Feedback on feedback

October 3, 2013

Anthony Seldon (“Right to reply”, Opinion, 19 September) declares that university teaching can be improved through student feedback appraisals. Yet this reverses the normal teacher-student relationship, which assumes the mastery of the teacher, not the student. To appraise the quality of teaching properly, the student would need a greater understanding of the subject than the teacher: an unlikely scenario.

Seldon rather impertinently assumes that “we” (teachers) (but not himself) do not sufficiently reflect upon performance. But we know, often by intuition, whether our ideas “go”, aren’t really understood or arouse resistance – a natural process more immediate and valuable than formal feedback.

He also assumes that any failure by the student to grasp what they are taught inevitably is the fault of unsatisfactory communication by the teacher. This leaves no room for more abstruse types of knowledge barely within the student’s mental range. Should any teacher be penalised on the grounds that they are duty-bound to “communicate”, no matter how difficult the subject matter?

A fundamental question not addressed by Seldon is this: what should be assessed? If classroom doors are “permanently open” to assessors, the basic teacher-student relationship is undermined and the teacher is required to address (“teach”) the assessor rather than the student.
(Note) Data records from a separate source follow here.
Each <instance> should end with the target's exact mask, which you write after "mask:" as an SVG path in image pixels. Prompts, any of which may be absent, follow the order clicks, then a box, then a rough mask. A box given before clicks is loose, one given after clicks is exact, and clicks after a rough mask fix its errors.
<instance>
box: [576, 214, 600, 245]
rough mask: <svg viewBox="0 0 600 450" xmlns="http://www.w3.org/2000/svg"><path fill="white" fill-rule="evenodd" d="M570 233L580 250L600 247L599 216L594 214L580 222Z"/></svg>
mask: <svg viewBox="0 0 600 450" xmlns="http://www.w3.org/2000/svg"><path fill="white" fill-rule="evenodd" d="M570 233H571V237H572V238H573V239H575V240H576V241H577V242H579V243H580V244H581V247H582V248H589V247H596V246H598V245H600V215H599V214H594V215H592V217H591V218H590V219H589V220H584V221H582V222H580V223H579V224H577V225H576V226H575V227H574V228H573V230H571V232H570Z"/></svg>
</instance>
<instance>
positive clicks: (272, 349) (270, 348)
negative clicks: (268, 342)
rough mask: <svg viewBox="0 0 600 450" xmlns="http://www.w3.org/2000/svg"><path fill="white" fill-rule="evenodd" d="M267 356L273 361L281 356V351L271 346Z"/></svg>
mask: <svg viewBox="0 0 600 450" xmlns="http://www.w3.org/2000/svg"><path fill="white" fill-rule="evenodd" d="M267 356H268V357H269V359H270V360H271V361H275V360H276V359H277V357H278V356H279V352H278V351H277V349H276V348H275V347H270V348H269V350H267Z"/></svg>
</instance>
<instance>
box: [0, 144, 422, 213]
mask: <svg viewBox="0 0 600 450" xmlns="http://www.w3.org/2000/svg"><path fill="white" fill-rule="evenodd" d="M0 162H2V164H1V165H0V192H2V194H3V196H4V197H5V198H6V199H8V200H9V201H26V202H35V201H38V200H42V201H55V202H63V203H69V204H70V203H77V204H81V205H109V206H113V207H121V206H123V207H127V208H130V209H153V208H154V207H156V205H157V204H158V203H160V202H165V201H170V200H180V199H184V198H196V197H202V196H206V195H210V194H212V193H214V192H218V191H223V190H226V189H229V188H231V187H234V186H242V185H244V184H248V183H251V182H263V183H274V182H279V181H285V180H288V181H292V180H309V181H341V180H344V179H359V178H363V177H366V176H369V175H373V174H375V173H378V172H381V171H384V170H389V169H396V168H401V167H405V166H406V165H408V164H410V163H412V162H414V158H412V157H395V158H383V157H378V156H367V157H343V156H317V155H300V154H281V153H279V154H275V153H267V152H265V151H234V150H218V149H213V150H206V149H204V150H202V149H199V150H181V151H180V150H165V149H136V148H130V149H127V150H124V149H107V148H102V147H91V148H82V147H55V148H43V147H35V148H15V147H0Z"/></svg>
Hence in truth, teaching is not being assessed at all.

The kinds of demands for appraisal made by Seldon are far from new and seem inspired by motives that have nothing to do with improving education: allowing non-teachers to assume control of the classroom and learning the secret of “good” teaching in order to “industrialise” it.

Nigel Probert
Porthmadog

 

Anthony Seldon argues that student feedback should play a greater role in the assessment of academic teaching. This is surely an idea whose time has come. At the end of each lecture, students could vote it a “hit” or a “miss”, Juke Box Jury-style. If the latter, the lecturer could exit via a trapdoor in the floor of the lecture room.